By John ~ October 30th, 2009.
The marketing struggle for producers of high-end wines has been well-documented, especially the so-called “dead-zone” of $50+ in California and $30+ in Washington State. What has not been discussed as much is the opportunity that this glut of higher-end wines provides for the wine consumer.
Let’s face it; wineries will do almost anything before dropping the price on their wines. They’ll keep them in the warehouse hoping for market improvement, hold back new releases until old inventory is cleared, even make special deals with their distributors as long as the retail price is not lowered; because once you’ve dropped a $50 retail price tag down into the $30’s, that brand will probably never have a $50 image again in the marketplace.
Some wineries have the financial capacity to stay firm on price, but many others do not. If cash flow is tight and they need cash to keep their commitments to their growers on the current vintage, they may not have a choice other than to lower their prices to move inventory and generate cash flow. On the other hand, wineries with a “cash cow” value label, their own vineyards, and/or no debt may be able to ride out the downturn.
I’m seeing some incredible savings on really good wines through the major online retailers and through some brick-and-mortar retailers. Some examples:
- I tasted a good $60 white wine last week that is now being wholesaled to offer at $25 retail.

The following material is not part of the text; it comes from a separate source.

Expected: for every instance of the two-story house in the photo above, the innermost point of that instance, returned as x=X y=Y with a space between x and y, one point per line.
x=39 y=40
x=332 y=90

- I saw a $50 Cab that made a Top 100 list now being offered at $24.99.
- I saw a 2006 “Special Selection” Cab, originally $160, now $99 online.
And the list goes on and on. It’ll be interesting to hear about the “post-offs” (specials) from distributors coming out for November.
While some of the higher-end wineries here in Washington State are feeling the pinch, it doesn’t appear that the bleeding is as bad as in California where prices have been traditionally much higher. In fact, a recent report by Wine Opinions, released at the Wine Industry Financial Symposium in Napa, noted that Washington wines are the leading alternative to premium Cabernet Sauvignon from Napa.
While the statistics say that the typical wine consumer is trading down from a $20 bottle of wine to a $15 bottle, or from a $10 bottle to a $7 bottle, I believe that the best deals are going to be in the really good higher-end wines that I could rarely afford before, that I can now snap up for 50 percent off by the case and put away. These are the kinds of wines that can benefit from some cellaring and still be good 10 years from now.
My suggestion is to make a list of some of the wines you’ve dreamed of owning, scan Wine-Searcher.com regularly, or keep in touch with your favorite local retailer and tell him what you are looking for, and be ready to buy when the price is right for your pocketbook. It’s still a buyer’s market, and it may get even better.